Thanks to the courage, foresight and principled thinking of those early citizens, a country was created which made the rights and lives of individuals the basis for placing limits on the power of the community. Eventually, a constitution was written limiting the power of government and protecting the wide and grand sphere of individual freedom. America set the standard for respecting human dignity.
In the subsequent two centuries, America led the world toward freedom and prosperity. Progress occurred commensurate with our loyalty to those founding principles. Where we strayed, painful lessons were learned at the cost of great suffering. A civil war. A lingering great depression. Where we stayed true, liberty was extended.
We need to reclaim those founding principles. Listening to the ideas of other nations is fine—but when they take us in the direction of increasing government control over our private lives, we must ignore the childish cries, “But Mom, everyone else is doing it.”
In particular, we need to find our own unique solution to the problem of rising health care costs, one that respects the rule of law and the property and liberty rights of individuals. In the long run, abandoning those ideals will not bring us peace, prosperity—or for that matter, affordable health care.
If some future study unquestionably demonstrated that we could achieve universal access to medical care at a sustainable cost--if only we would be willing to reinstate chattel slavery—all men worthy of respect would turn away in horror and disgust. The civilized world understands that slavery is never justified.
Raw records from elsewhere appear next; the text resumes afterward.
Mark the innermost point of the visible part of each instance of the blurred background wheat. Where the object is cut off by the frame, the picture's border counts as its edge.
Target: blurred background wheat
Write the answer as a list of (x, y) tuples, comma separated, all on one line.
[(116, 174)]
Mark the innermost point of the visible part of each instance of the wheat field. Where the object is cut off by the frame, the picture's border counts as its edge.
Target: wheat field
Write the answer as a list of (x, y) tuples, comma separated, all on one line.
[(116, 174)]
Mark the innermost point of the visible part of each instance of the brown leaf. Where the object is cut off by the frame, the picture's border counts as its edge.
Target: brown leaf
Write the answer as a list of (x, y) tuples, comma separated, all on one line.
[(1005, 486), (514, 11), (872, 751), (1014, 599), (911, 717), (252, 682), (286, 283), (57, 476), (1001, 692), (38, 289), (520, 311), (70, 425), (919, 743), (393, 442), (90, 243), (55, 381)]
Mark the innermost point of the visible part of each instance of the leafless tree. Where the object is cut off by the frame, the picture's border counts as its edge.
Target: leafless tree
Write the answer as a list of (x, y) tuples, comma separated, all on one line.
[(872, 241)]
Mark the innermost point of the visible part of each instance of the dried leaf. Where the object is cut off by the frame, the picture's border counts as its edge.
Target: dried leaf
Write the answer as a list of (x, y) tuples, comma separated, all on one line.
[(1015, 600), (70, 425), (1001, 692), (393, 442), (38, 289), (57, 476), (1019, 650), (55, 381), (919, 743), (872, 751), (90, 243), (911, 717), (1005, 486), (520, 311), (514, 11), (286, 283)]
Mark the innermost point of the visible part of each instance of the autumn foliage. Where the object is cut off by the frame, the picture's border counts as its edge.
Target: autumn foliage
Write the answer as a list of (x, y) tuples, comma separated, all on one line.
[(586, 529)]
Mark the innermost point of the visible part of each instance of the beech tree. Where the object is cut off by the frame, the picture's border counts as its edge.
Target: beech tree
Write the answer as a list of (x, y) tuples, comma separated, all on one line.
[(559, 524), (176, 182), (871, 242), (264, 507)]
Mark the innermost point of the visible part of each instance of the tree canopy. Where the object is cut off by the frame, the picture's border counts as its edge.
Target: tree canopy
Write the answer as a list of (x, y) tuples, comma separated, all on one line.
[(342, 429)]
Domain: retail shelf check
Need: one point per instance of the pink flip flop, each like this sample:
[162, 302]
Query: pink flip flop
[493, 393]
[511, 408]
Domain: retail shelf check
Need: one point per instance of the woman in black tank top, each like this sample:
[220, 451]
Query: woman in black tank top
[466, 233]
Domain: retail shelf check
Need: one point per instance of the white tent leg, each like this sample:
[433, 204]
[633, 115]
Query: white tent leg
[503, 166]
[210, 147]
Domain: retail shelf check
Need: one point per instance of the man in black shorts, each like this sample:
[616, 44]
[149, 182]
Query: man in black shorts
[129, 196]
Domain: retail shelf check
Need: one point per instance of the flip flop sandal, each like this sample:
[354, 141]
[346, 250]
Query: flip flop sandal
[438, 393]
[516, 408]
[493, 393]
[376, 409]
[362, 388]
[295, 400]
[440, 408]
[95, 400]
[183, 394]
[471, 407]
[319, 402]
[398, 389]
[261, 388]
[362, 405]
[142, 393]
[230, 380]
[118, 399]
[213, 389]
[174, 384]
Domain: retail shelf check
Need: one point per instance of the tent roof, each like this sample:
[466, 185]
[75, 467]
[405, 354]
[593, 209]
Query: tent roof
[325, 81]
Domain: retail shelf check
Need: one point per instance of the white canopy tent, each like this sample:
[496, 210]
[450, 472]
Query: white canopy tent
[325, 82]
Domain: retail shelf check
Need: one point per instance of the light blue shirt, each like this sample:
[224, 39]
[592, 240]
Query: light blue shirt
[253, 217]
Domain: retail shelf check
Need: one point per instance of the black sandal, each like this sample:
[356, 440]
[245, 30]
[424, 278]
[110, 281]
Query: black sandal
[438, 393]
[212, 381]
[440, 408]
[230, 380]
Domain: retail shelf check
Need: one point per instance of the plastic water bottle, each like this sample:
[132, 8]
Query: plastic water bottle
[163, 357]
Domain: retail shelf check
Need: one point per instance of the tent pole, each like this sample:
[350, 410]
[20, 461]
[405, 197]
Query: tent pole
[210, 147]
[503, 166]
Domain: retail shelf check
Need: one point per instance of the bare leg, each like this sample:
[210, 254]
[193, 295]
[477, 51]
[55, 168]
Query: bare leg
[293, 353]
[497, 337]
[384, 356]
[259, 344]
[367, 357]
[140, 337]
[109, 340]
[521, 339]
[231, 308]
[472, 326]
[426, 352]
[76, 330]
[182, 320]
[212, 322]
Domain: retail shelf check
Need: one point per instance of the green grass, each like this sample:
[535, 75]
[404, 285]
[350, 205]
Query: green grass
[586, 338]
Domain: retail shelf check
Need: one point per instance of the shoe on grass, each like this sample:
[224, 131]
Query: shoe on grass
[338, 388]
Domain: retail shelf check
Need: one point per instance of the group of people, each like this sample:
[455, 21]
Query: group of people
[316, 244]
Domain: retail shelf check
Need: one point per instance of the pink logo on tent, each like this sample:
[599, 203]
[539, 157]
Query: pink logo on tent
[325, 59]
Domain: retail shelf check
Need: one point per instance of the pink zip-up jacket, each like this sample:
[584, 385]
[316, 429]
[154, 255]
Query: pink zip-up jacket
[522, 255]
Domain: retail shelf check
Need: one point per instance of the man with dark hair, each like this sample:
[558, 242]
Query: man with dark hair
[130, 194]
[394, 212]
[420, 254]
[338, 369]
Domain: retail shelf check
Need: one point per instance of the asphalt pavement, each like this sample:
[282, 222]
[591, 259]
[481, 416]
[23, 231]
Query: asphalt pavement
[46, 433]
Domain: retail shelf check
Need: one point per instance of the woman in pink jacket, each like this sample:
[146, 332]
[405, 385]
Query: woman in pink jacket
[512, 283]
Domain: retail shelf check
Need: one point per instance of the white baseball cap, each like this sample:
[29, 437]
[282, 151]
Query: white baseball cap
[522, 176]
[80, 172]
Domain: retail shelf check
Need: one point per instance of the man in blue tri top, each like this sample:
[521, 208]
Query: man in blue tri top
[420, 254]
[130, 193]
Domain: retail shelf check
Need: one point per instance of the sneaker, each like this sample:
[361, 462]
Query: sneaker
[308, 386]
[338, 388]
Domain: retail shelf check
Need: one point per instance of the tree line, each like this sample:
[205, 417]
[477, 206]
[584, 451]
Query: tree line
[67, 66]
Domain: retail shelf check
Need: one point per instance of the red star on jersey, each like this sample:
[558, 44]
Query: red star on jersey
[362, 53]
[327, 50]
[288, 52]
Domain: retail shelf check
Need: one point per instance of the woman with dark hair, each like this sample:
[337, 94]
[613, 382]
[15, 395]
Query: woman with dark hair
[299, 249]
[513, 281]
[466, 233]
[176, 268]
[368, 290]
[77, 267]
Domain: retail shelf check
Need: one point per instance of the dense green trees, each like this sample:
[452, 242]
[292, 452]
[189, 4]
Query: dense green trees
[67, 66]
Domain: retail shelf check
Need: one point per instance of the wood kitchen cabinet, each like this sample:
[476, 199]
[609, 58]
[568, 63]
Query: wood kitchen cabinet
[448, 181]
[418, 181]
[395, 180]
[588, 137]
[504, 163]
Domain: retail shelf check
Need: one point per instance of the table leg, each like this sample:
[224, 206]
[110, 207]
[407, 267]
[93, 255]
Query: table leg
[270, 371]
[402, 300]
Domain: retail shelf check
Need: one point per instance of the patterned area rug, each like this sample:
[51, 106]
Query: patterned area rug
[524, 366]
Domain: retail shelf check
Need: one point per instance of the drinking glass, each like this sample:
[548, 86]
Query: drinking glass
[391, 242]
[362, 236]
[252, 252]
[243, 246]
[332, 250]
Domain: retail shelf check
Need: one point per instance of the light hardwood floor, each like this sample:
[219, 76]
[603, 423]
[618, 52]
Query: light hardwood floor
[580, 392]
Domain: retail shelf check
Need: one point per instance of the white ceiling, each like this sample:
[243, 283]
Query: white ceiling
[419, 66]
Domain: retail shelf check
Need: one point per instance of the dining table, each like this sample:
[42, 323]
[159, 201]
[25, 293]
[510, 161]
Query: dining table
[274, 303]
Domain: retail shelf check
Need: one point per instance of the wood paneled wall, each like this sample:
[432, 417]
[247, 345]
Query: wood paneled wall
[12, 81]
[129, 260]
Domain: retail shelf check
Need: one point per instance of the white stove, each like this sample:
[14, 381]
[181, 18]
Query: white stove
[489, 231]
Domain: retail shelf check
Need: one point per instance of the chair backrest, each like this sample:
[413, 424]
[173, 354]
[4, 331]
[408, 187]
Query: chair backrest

So too must we turn away from all solutions which entail coercion in place of persuasion and voluntary exchange—for exactly the same reasons that we reject slavery. The fundamental premise of the new health care law--that a proper function of government is to coerce one man into being another man’s keeper—must be rejected outright. Nobody has a moral claim to another man’s life or honestly earned property—not even to a little of it.
This country has recently seen the revival of the sentiments of the Boston Tea Party. It is time to move on to the next step and once again declare to the world: We will live in freedom. We will honor each individual’s right to life, liberty and pursuit of happiness—and the political solutions we craft will stay within these bounds, even if the rest of the world does not.
Our founders began with what they held to be self-evident moral principles, and then looked for solutions consistent with those principles. Mistakes were made, but by holding to the standard of individual rights, legal protection has been extended to people of all races, to women as well as men—not as members of a class, but as individual human beings.
We must do the same with the challenges we face today—start with what is right. We must be ruthlessly loyal to equality before the law and the respect the rights to life, liberty and property. Any solutions to our sluggish economy or costly health care must be consistent with these fundamental principles of a moral and civil society. An individual mandate to purchase health insurance initiated and enforced by government should not even be in the tool box.
It’s time to recommit to our original oath and once again be leaders of the world in the cause for human dignity.
We hold these truths to be self-evident, that all men are created equal, that they are endowed by their Creator with certain unalienable Rights, that among these are Life, Liberty and the pursuit of Happiness.--That to secure these rights, Governments are instituted among Men, deriving their just powers from the consent of the governed.
Let us live, not just celebrate, the meaning of July 4th.